But, after we do all this and again, run cargo build, we get the same error, at first, this doesn't seem logical, because we defined a main function. But, although it is true that we defined one, we didn't consider Rust's default mangling. This is a very clever idea done by Rust, and without it, things like this wouldn't be possible

#![allow(unused)]
fn main() {
struct A(u32);

impl A {
    pub fn new(a: u32) -> A {
        A(a)
    }
}

struct B(u32);

impl B {
    pub fn new(b: u32) -> B {
        B(b)
    }
}
}

Because although the function are defined on different structs, they have the same name. But, because of mangling, the actual name of the function would be something like

A::new -> _ZN7mycrate1A3new17h5f3a92c8e3b0a1a2E
B::new -> _ZN7mycrate1B3new17h1c2d3e4f5a6b7c8dE

A similar thing is happening to our main function, which makes it name not to be exactly 'main' so the entry point is not recognized.
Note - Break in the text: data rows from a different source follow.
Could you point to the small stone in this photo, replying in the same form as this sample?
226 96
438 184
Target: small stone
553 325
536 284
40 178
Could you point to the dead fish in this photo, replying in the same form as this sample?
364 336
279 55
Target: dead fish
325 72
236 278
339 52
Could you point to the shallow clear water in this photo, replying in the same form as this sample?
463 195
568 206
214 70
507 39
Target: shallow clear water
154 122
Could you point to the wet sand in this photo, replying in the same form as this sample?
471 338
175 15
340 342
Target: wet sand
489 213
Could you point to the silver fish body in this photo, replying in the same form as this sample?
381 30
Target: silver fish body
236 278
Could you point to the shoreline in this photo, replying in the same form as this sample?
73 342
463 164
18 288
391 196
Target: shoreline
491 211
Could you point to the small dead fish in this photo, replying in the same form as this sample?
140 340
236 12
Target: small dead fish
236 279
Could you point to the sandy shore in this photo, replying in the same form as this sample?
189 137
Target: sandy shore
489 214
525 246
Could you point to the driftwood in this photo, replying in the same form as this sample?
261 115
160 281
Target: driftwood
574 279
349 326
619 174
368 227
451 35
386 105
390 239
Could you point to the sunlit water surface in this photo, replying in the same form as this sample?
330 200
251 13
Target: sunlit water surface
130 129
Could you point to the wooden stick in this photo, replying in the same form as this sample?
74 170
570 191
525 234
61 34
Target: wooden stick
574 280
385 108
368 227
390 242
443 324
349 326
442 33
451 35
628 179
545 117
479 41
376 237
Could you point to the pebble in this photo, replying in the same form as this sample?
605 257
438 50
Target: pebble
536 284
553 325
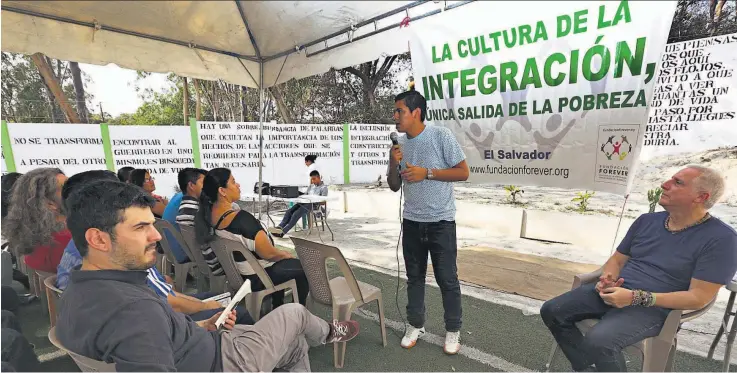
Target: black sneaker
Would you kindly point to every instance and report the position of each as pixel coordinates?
(342, 331)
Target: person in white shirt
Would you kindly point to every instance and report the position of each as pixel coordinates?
(310, 163)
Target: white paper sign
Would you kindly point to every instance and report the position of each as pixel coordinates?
(234, 146)
(695, 102)
(369, 152)
(73, 148)
(554, 95)
(162, 150)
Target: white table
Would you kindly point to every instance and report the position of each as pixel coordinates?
(303, 199)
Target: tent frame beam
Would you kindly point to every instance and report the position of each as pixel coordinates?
(258, 58)
(346, 30)
(387, 28)
(131, 33)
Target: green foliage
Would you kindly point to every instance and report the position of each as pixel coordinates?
(513, 191)
(25, 98)
(583, 200)
(653, 196)
(161, 109)
(693, 20)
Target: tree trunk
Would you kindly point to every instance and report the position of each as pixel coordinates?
(79, 91)
(53, 84)
(370, 78)
(185, 99)
(284, 111)
(198, 104)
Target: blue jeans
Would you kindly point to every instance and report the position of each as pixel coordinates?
(439, 240)
(242, 315)
(603, 344)
(292, 216)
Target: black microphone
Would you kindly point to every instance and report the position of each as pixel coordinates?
(395, 142)
(394, 138)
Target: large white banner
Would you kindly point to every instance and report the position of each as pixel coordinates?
(73, 148)
(555, 95)
(695, 100)
(162, 150)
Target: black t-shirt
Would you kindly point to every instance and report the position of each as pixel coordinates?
(245, 224)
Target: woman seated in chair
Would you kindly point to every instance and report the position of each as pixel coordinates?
(219, 191)
(143, 179)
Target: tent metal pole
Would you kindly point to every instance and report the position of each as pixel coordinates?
(262, 110)
(387, 28)
(345, 30)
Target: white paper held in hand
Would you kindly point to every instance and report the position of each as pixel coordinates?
(242, 292)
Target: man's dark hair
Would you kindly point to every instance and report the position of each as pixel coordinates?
(138, 176)
(189, 175)
(101, 205)
(77, 180)
(125, 173)
(413, 100)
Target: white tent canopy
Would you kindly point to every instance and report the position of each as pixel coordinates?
(228, 40)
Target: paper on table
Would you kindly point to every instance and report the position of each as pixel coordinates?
(242, 292)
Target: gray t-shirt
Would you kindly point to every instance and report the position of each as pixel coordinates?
(430, 200)
(664, 262)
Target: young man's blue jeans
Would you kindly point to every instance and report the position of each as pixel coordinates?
(439, 240)
(603, 344)
(242, 316)
(292, 216)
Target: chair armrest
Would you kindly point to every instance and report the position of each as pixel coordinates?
(690, 315)
(586, 278)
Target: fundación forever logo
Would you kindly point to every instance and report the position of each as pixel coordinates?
(615, 143)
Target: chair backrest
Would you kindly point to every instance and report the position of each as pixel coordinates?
(195, 252)
(50, 283)
(163, 227)
(224, 245)
(85, 364)
(314, 257)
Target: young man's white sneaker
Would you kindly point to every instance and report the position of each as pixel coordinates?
(452, 343)
(411, 335)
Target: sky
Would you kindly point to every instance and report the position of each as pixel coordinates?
(114, 87)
To fix it, we can add the #[unsafe(no_mangle)] attribute to our main function, which will make it's name to be just 'main'

Which makes this, our final main.rs file!

#![no_std]
#![no_main]

#[unsafe(no_mangle)]
fn main() {
}

#[panic_handler]
pub fn panic_handler(_info: &core::panic::PanicInfo) -> ! {
    loop {}
}

If you followed through, this binary should compile, but, it is still not bootable, which is what I will cover in the next section

Linking is the process of combining compiled software builds so they can use each other functions ↩
This is a subsystem in our operating system that is responsible for managing memory ↩
Operating systems have their own binary header, so they can understand how to treat a binary, some common ones are ELF and PE ↩